Çocuklar belli bir fıtrat ve mizac ile dünyaya gelirler. Fıtratın birçok anlamı olmakla birlikte, genel bir tanım ile bir şeyin yaratılırken kazanmış olduğu özellik diyebiliriz.
Mizacın tanımına bakacak olursak; bireyin genetik kodlamaları ile dünyaya getirdiği davranış kalıpları olduğunu söyleyebiliriz. Bu kodları oluşturan bir özellik ise, annenin hamilelik sürecinde en çok maruz kaldığı ve hissettiği duygulardır. Anne hamileliği sırasında rutin sıkıntılardan farklı olarak travmatik bir stres yaşamışsa, çocuğun mizaç oluşumuna olumsuz etki edebilir. Buna bağlı olarak bebekte çekinik ve korkulu bir mizaç yapısı oluşur.
Bunların yanında annenin hamilelikte yetersiz beslenmesi, madde bağımlılıkları da mizaç oluşumunda olumsuz etki yaratabilecek faktörler arasındadır. Ne ilginç değil mi? Aslında bebeğimizin mizaç oluşumuna olumlu ya da olumsuz bir katkı sağlayabiliyoruz. İşte burada bilinçli bir ebeveynlik devreye giriyor. Daha bebek dünyaya gelmeden bilinçlenmenin önemi burada ortaya çıkıyor.
Bir çocuğun korkulu ve çekinik bir mizaca sahip olduğunu düşünelim. Böyle bir çocuğa nasıl yaklaşmamız gerekir? İlk etapta çocuğumuzun mizacını çok iyi tespit etmemiz gerekir. Çocuğumuzun olaylar karşısındaki tepkisini dikkatle izlememiz gerekir. Bununla birlikte sık tekrarlanan davranış kalıpları varsa tespit edilmelidir. Çocuk bu kalıpları nasıl anlamlandırıyor ona bakılmalıdır. Çünkü onların dünyası yetişkinlerden daha farklı ve renklidir.
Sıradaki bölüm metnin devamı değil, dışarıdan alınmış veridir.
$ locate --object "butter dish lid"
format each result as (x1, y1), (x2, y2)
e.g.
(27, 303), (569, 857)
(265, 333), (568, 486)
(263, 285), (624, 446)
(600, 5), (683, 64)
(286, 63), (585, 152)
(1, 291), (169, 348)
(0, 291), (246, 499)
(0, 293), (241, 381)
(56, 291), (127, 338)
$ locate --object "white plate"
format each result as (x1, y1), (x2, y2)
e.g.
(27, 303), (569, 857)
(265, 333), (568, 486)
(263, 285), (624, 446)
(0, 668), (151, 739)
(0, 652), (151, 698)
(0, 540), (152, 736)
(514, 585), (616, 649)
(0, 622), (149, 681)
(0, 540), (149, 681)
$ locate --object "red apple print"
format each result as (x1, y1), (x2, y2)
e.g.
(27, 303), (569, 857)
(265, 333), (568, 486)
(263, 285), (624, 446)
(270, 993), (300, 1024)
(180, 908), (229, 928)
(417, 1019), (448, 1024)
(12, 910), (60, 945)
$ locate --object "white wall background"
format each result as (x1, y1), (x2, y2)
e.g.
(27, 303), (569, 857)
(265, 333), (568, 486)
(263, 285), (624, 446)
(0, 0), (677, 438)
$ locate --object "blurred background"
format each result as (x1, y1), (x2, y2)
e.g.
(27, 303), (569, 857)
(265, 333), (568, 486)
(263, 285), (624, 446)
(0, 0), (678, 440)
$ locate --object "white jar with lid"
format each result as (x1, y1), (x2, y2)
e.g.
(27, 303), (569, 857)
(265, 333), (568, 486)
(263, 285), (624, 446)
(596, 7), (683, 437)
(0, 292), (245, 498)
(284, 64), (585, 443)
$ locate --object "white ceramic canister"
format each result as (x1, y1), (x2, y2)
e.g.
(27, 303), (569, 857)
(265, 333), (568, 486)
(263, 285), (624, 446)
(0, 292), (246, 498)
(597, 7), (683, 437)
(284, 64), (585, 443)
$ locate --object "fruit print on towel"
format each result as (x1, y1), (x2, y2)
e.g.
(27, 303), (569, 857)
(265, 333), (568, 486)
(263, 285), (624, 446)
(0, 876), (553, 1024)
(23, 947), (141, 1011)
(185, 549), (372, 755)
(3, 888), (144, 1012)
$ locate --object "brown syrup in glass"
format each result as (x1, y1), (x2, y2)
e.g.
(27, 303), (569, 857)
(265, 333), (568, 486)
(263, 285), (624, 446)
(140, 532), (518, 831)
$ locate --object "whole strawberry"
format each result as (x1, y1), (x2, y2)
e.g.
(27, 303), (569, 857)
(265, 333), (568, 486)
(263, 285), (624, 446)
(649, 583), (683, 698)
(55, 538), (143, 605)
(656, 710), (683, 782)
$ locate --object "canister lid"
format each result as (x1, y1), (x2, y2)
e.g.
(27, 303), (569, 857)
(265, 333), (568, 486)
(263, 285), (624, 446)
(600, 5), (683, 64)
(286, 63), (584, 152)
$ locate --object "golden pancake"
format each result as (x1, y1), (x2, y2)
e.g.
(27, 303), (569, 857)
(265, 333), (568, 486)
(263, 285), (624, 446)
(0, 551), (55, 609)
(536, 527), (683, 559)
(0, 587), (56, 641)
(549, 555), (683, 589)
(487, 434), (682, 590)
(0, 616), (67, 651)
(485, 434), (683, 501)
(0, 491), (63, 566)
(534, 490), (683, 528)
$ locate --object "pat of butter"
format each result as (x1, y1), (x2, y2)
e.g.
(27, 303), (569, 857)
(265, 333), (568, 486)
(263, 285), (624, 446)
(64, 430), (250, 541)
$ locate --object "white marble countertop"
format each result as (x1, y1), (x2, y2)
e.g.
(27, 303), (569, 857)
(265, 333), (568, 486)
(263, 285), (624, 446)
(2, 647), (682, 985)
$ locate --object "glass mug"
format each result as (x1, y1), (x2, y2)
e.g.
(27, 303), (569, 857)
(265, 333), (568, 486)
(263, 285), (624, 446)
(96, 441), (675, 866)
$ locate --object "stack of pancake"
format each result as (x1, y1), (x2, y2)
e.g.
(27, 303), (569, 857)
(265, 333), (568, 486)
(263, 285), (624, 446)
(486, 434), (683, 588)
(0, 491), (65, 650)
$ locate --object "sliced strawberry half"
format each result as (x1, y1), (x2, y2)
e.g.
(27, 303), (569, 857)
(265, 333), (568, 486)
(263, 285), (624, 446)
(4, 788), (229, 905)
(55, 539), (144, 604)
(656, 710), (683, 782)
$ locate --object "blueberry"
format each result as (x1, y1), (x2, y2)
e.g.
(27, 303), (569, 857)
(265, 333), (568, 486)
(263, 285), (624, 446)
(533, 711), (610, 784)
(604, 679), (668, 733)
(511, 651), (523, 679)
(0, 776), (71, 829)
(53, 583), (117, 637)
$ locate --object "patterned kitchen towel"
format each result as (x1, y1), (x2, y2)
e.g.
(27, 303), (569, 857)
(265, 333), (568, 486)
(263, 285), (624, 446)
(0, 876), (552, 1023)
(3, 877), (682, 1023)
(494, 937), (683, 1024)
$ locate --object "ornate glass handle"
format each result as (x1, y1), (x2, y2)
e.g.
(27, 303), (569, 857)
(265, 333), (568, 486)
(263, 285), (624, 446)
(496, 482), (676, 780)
Çocukta benzer durumlarda olumsuz bir davranış gözlemlemişsek, onu bu yanlış hareketi için yargılamadan çocuğu böyle davranmaya neyin ittiğini anlamaya çalışmalıyız.
Bu anlamlandırma sürecinde ‘sorunlu’ etiketi yapıştırmaktan uzak durmalıyız. Şayet böyle bir yaklaşımda bulunursak çocuk, ”Bende bir problem var. Annem babam daha iyi bilir. En iyisi susmak veya itaat etmek ya da daha da haşarı davranmak.” gibi bir tutum sergiler.
Bu konuda en doğru olan tutum, çocukla değerlerin ön planda olduğu bir iletişim ortamı kurmak ve ona saygı gösterildiğini hissettirmek olacaktır. Böylece çocuğumuzda sağlam ve özsaygılı bir mizacın temellerini atmış oluruz. Mizacı tam olarak değiştiremesek de doğru adımlar atarak geliştirebiliriz.